"Takayuki Tsunakawa" <[EMAIL PROTECTED]> wrote:

> I have to report a sad result.  Your patch didn't work.  Let's
> consider the solution together.  What you are addressing is very
> important for the system designers in the real world -- smoothing
> response time.

You were running the test on the very memory-depend machine.
> shared_buffers = 4GB / The scaling factor is 50, 800MB of data.
Thet would be why the patch did not work. I tested it with DBT-2, 10GB of
data and 2GB of memory.

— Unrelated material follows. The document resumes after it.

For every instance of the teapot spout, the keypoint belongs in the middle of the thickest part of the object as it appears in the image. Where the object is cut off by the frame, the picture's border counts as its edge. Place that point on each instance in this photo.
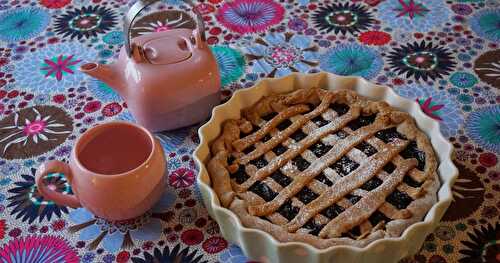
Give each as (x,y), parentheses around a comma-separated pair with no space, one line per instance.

Storage is always the main part of performace here,
even not in checkpoints.

If you use Linux, it has very unpleased behavior in fsync(); It locks all
metadata of the file being fsync-ed. We have to wait for the completion of
fsync when we do read(), write(), and even lseek().

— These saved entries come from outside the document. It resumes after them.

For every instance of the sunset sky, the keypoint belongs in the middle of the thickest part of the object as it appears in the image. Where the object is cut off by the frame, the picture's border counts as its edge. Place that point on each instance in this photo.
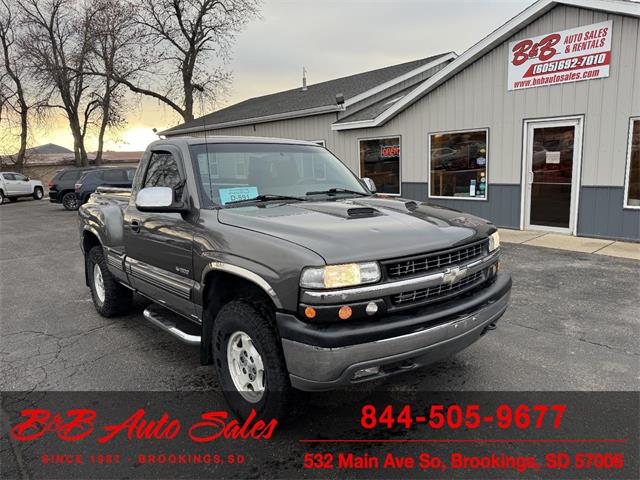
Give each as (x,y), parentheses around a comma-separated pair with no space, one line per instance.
(331,38)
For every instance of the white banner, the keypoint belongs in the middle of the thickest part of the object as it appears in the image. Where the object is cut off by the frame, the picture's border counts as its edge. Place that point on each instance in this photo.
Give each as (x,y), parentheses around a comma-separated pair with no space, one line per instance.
(581,53)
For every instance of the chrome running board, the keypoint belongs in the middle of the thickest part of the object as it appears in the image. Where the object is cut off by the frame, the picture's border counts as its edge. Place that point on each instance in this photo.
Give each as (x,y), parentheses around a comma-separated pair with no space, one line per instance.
(172,323)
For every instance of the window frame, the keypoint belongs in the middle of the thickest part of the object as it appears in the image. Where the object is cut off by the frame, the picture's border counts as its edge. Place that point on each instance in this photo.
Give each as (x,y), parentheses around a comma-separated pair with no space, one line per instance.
(627,168)
(449,132)
(382,137)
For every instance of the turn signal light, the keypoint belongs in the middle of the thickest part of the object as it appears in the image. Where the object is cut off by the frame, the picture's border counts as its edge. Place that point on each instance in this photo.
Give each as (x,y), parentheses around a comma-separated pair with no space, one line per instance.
(345,312)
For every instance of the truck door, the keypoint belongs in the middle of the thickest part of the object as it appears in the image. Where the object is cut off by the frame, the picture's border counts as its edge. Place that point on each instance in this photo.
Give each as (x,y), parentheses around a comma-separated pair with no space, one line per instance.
(22,184)
(159,245)
(10,184)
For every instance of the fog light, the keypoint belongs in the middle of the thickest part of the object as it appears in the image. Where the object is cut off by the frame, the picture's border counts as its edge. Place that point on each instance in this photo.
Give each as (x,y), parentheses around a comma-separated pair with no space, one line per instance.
(366,372)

Almost of your data is in the accounts table and it was stored in a single
file. All of transactions must wait for fsync to the single largest file,
so you saw the bottleneck was in the fsync.

> [Conclusion]
> I believe that the problem cannot be solved in a real sense by
> avoiding fsync/fdatasync().

I think so, too. However, I assume we can resolve a part of the
checkpoint spikes with smoothing of write() alone.

BTW, can we use the same way to fsync? We call fsync()s to all modified
files without rest in mdsync(), but it's not difficult at all to insert
sleeps between fsync()s. Do you think it helps us? One of issues is that
we have to sleep in file unit, which is maybe rough granularity.